La professoressa Kathryn Graddy, docente di economia presso la Brandeis University del Massachusetts, nella sua ricerca “Death, Bereavement, and Creativity” (la morte, il lutto e la creatività), analizzando i dati di vendita all’asta e le acquisizione dei maggiori musei mondiali di circa 12.000 opere, realizzate tra il 1900 e il 1920, di 48 artisti di fama, sembrerebbe sfatare il mito dell’artista tormentato e creativo. Basandosi sui valori di mercato delle opere d’arte legate alla “sofferenza” dell’autore (realizzate in periodi angosciosi caratterizzati da episodi particolarmente negativi, come un grave lutto famigliare o di una persona cara), ha osservato che le stesse vengono vendute ad un prezzo relativamente più basso rispetto ad altre legate a periodi più distesi e sereni della vita dell’artista ed hanno anche minori probabilità di essere esposte al pubblico. Opere di artisti come: Edgar Degas, Edouard Manet, Claude Monet, Picasso, Jackson Pollock, Rothko e Joan Mirò, realizzate entro un anno dalla morte di una persona cara, hanno venduto in asta in media il 50% in meno.

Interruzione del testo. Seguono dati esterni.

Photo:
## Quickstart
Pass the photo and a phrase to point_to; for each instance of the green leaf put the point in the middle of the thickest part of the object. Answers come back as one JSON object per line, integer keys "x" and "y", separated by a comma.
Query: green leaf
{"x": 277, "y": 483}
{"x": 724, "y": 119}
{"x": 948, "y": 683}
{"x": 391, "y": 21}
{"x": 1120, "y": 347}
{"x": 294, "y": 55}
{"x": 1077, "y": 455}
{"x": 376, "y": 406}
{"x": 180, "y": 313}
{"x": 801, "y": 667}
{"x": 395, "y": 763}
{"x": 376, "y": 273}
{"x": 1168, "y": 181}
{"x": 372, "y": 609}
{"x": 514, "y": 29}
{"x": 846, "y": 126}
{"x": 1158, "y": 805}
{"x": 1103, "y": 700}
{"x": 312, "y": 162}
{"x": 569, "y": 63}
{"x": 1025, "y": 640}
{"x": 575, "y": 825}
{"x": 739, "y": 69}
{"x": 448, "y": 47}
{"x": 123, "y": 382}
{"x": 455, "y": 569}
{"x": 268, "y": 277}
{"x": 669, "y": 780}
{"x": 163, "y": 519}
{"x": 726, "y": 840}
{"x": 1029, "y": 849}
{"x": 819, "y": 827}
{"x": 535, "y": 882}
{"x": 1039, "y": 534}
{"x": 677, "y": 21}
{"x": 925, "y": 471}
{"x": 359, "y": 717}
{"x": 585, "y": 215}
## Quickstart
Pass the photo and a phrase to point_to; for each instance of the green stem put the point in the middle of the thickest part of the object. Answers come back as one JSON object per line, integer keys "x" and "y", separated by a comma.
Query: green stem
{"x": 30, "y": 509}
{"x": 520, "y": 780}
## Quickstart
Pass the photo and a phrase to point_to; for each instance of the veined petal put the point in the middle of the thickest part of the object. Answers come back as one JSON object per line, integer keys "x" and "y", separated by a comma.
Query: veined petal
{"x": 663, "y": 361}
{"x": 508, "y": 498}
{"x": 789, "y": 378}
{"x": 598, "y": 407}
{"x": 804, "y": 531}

«Questo non è un risultato triste», puntualizza la professoressa Graddy. «Questo è un risultato felice. Sarebbe terribile se si dovesse patire un lutto o una morte solo per essere più creativo e produttivo». Dunque senza dubbio ciò che crea un forte impatto emotivo fa scaturire la scintilla dell’ispirazione, ma non necessariamente deve essere la sofferenza.
Molti artisti hanno cominciato a dipingere in momenti di grande difficoltà non solo emotive ma anche fisiche, ad esempio Frida Kahlo, che ha sviluppato la sua creatività dopo un gravissimo incidente d’autobus ha lasciata con una colonna vertebrale spezzata. La sofferenza non è quindi necessaria per sostenere la creatività, ma è invece la creatività che allevia la sofferenza e aiuta a vivere una vita più felice.